Two of the world's largest banks suspended, or put on leave, traders in London and New York yesterday as part of an investigation into alleged manipulation of the trillion-dollar currency market.
HSBC said it had suspended two workers in its London headquarters, while Citigroup confirmed that two employees had been put "on leave", including one based in the US. Bloomberg named the HSBC traders as Edward Pinto and Serge Sarramegna and the Citigroup workers as Anthony John and Andrew Amantia, although neither bank would confirm this.
Benchmark foreign exchange rates are used to price $5.3trn (£3.3trn) a day worth of investments and deals across the global financial markets.

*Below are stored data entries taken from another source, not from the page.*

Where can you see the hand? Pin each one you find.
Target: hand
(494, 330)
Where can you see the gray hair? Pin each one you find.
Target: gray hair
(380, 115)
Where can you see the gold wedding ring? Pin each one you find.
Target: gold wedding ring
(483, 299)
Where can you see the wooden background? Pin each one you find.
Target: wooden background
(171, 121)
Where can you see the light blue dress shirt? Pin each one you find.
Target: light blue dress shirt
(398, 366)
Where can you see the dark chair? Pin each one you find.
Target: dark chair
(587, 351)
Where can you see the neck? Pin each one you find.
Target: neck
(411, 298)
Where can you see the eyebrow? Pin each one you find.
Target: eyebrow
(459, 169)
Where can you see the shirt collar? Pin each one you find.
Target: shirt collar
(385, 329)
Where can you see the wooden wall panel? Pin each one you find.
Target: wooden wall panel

Citigroup, Deutsche Bank RBS, JPMorgan and Standard Chartered have already fired, suspended, or put a total of 17 currency traders on leave for alleged rigging, and more penalties are expected over the coming months.
The news is the latest example of global regulators rounding on the financial services industry for a growing list of misdemeanours, which also include mis-selling and manipulation of inter-bank lending rates.
Individuals have also been penalised and yesterday it emerged that Julian Rifat, a former trader at hedge fund Moore Capital, faces eight insider-dealing charges over trades in companies including Barclays and Volkswagen. He is expected to appear in court later this month.
Meanwhile, the Financial Conduct Authority, also appointed consultancy Promontory Financial and accountants Mazars to report on Royal Bank of Scotland's treatment of business borrowers in the wake of Lawrence Tomlinson's report, which accused RBS of deliberately killing off businesses referred to its Global Restructuring Group.
Over in the US, Morgan Stanley became the latest US bank to have its financials wrecked by legal costs, which almost wiped out its earnings for the final quarter of the year.
But despite a $1.2bn hit it still increased the amount set aside to pay its bankers by $400m to $4bn. That left a profit of just $181m compared with $594m in the final three months of 2012 on revenues of $7.8bn, up from $7bn.
The bank's wealth management division performed strongly, but that was offset by weak revenues from fixed-income trading, something that has hit earnings across Wall Street's big banks.
But legal expenses have also been a feature, knocking the stuffing out of numbers at JPMorgan and Citigroup.
Forex by numbers
£3.3 Trillions of deals using Forex rates.
17 Traders fired, suspended or on leave.